FEM ANALYSES OF HIP PROSTHESES: VALIDITY OF THE 2-D SIDE-PLATE MODEL AND THE EFFECTS OF TORSION. N. Verdonschot and R Huiskes Biomechanics Section, Institute of Orthopaedics, University of Nijmegen, The Netherlands The finite element method was used to analyse the stress-patterns in the femoral part of a bone/prosthesis system. For this study 2-D “side-plate”, symmetric 3-D, and “anatomic” 3-D models were applied. The objectives of the study were to compare the relative merits of the various models and to assess the effects of out-of-plane loading in the 3-D models.
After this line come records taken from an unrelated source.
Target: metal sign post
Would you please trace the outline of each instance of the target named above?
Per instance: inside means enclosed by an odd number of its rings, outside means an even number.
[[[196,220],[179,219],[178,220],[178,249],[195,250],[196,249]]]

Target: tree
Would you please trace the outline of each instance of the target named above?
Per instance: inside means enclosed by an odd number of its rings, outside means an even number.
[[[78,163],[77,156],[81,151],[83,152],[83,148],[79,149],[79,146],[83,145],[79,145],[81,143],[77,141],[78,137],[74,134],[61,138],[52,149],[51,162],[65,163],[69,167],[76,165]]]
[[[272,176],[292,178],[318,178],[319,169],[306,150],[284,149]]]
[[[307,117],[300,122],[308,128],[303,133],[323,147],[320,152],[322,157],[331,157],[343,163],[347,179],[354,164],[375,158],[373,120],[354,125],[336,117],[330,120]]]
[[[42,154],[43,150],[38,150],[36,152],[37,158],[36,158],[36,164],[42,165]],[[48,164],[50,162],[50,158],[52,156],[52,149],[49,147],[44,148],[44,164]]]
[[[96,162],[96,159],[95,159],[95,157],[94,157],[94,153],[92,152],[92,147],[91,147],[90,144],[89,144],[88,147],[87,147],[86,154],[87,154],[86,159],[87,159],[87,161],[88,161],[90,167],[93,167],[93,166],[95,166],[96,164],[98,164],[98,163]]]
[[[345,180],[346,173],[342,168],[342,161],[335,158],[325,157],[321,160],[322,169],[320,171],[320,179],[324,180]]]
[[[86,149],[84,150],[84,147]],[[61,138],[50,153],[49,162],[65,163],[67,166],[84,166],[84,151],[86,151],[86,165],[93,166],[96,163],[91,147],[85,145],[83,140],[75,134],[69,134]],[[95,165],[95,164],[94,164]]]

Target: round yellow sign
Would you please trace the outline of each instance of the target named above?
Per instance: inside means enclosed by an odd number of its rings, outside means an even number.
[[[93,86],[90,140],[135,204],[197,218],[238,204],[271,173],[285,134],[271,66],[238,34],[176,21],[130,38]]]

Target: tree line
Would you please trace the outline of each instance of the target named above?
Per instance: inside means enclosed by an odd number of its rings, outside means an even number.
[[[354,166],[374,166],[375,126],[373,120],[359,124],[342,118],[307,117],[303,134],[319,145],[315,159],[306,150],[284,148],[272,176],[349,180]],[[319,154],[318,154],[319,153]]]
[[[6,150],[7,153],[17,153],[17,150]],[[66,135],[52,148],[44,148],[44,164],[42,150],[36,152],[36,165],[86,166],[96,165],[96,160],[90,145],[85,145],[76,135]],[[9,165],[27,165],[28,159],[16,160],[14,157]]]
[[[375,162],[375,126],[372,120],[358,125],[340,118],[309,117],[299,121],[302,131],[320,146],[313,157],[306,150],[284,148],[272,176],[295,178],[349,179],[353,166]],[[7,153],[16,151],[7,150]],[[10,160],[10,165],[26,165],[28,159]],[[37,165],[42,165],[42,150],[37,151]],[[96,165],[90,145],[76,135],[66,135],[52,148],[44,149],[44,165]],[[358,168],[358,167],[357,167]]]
The results showed that the 2-D “side-plate” model which accurately reproduces the out-of-plane stiffness of the bone, gives reasonable estimates of stress patterns in the mid-frontal plane. Plane-strain formulation must be preferred to plain-stress, although the differences are only small. Symmetric 3-D models have the additional advantage of information about out-of-plane stress components, and global information about the effects of out-of-plane loading. However, when detailed, local information about stress patterns is required, the symmetric 3-D model is equally unsuitable as the 2-D model, and an “anatomic” model must be applied. Maximal interface stresses due to torsion have similar values as those due to a bending moment of the same magnitude in the mid-frontal plane. Since physiologically the bending moments produced by the hip-joint forces are much higher than the torsional moments it is likely that interface disruption is caused predominantly by the former loading mode.